---
title: "Beale's estimator and sample size calculation"
author: Vyacheslav Lyubchich
date: "`r Sys.Date()`"
output: 
  rmarkdown::html_vignette:
    toc: true
    toc_depth: 3
    number_sections: true
bibliography: vignrefs.bib
vignette: >
  %\VignetteIndexEntry{Beale's estimator and sample size calculation}
  %\VignetteEngine{knitr::rmarkdown}
  \usepackage[utf8]{inputenc}
---
  
```{r, echo = FALSE, message = FALSE}
knitr::opts_chunk$set(collapse = TRUE, comment = "#")
library(funtimes)
```

# Introduction

The R package `funtimes` contains the function `beales` that can be used to implement Beale's [@Beale_1962] ratio estimator for estimating total value. The function also calculates recommended sample size for desired confidence level and absolute or relative error.

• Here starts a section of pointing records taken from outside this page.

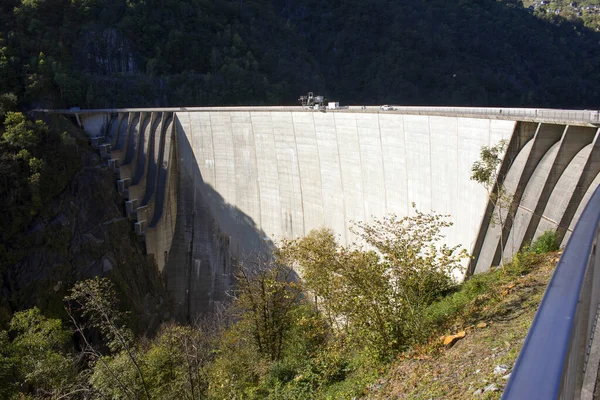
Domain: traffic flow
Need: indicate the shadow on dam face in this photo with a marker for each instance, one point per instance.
(201, 262)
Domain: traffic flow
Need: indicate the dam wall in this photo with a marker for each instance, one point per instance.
(208, 186)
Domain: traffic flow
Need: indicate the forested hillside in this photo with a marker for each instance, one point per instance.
(95, 53)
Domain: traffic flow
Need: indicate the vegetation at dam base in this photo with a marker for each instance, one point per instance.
(329, 335)
(115, 53)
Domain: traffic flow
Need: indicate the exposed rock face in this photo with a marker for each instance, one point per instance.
(81, 234)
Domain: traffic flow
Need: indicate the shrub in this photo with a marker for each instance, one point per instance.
(547, 242)
(379, 297)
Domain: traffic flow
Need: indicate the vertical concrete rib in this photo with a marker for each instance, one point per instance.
(141, 159)
(574, 139)
(287, 163)
(521, 136)
(350, 167)
(273, 216)
(545, 137)
(246, 174)
(118, 140)
(225, 170)
(373, 172)
(385, 195)
(590, 170)
(561, 194)
(309, 162)
(394, 163)
(334, 206)
(418, 161)
(444, 171)
(584, 200)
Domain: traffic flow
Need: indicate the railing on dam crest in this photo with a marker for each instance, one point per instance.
(559, 358)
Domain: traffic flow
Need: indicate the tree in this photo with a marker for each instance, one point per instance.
(486, 171)
(94, 301)
(21, 132)
(38, 353)
(379, 296)
(267, 294)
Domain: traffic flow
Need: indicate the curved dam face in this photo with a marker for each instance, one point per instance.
(209, 186)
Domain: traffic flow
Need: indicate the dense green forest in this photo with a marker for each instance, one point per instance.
(93, 53)
(324, 337)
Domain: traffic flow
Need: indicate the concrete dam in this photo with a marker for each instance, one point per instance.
(207, 186)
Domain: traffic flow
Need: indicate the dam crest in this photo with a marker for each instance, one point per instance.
(207, 185)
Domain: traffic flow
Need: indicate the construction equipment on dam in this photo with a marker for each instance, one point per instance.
(311, 101)
(206, 185)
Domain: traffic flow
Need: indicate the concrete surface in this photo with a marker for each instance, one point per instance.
(208, 186)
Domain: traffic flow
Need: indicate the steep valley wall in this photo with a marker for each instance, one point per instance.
(208, 185)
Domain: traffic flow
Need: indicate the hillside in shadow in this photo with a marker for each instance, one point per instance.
(482, 52)
(100, 53)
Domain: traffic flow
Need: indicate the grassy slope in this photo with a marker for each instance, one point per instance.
(467, 368)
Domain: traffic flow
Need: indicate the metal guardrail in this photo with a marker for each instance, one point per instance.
(547, 115)
(554, 359)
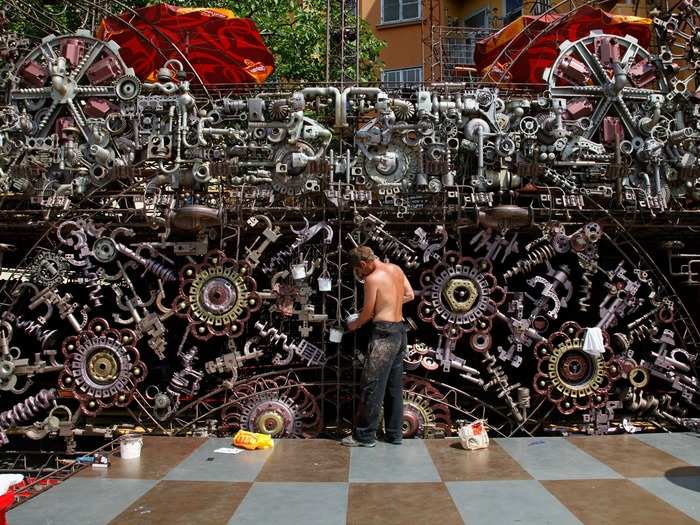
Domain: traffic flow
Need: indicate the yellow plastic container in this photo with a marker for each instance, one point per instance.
(252, 440)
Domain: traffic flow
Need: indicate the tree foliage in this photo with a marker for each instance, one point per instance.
(294, 30)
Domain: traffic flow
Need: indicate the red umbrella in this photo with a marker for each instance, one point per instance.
(529, 66)
(222, 48)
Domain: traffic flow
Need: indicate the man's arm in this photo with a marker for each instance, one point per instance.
(408, 295)
(368, 308)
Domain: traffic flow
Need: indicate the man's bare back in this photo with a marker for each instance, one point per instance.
(386, 291)
(389, 281)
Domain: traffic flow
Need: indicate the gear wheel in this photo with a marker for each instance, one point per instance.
(460, 295)
(48, 268)
(404, 165)
(279, 407)
(127, 87)
(279, 110)
(102, 366)
(571, 378)
(216, 296)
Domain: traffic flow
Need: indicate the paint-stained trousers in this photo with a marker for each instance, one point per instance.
(382, 381)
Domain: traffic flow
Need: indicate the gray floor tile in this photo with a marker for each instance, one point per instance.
(682, 493)
(81, 501)
(684, 446)
(293, 502)
(511, 501)
(223, 467)
(386, 463)
(555, 458)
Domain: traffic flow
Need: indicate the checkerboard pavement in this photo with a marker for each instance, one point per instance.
(647, 479)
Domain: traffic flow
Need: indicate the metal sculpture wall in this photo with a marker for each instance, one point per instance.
(179, 262)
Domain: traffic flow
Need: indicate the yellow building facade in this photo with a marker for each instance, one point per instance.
(430, 38)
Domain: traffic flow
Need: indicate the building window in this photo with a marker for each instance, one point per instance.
(400, 11)
(402, 77)
(514, 8)
(479, 19)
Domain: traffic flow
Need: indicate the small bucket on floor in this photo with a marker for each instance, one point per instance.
(130, 446)
(473, 435)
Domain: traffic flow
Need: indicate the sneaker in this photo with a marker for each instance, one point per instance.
(352, 442)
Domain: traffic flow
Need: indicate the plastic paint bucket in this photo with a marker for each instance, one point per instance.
(130, 446)
(324, 284)
(298, 271)
(336, 334)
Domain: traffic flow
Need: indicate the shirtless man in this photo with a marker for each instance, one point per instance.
(386, 291)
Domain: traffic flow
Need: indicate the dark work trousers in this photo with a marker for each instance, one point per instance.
(382, 380)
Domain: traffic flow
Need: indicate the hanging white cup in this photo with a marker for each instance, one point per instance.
(298, 271)
(325, 284)
(336, 334)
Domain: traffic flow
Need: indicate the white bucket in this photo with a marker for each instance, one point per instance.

The Beale's estimator is often used in ecology to compute total pollutant load, $\widehat{Y}$, given a sample of the loads $y_i$ and corresponding river flow or discharges, $x_i$ ($i = 1,\ldots,n$):
$$
\widehat{Y}
=X\frac{\bar{y}}{\bar{x}}\frac{\left( 1+ \theta\frac{s_{xy}}{\bar{x}\bar{y}}\right)}{\left( 1+\theta\frac{s^2_x}{\bar{x}^2} \right)},
$$
where $\theta=n^{-1} - N^{-1}$, $s_{xy}=(n-1)^{-1}\sum_{i=1}^n(x_i-\bar{x})(y_i-\bar{y})$, and $s^2_{x}=(n-1)^{-1}\sum_{i=1}^n(x_i-\bar{x})^2$. 
Total flow, $X=\sum_{i=1}^Nx_i$, is assumed to be known. If the data set for flow contains only  $n'$ observations ($n\leqslant n'< N$), we use an estimate $\widehat{X}=\frac{N}{n'}\sum_{i=1}^{n'}x_i$ following formula (2.8) in @Thompson_2012.

To install and load the package, run
```{r eval = FALSE}
install.packages("funtimes")
library(funtimes)
```

Help file for the function can be opened from R with:
```{r eval = FALSE}
?beales
```

The function uses the following groups of arguments as its inputs.

* **Main inputs:** 
  + `x` and `y` (both are required) for discharge and corresponding load measurements; 
  + `level` defines the confidence level (optional; if not specified, `level = 0.95` is used, i.e., 95%); 
  + population size `N` (optional, see details in the [section](#sec:dm) below).
* **Output format:** 
  + `verbose` (optional) is a logical value (`TRUE` or `FALSE`) defining whether text output should be shown. If not specified, its value is set to `TRUE` to show the text outputs.
* **Sample size calculation:** (both arguments are optional, see details in the [section on sample size](#sec:samsize))
  + `p` relative error, or 
  + `d` margin of error.


# General case, when all discharge data are known

The ideal case is when all discharge data are know, and only some measurements of loads are missing.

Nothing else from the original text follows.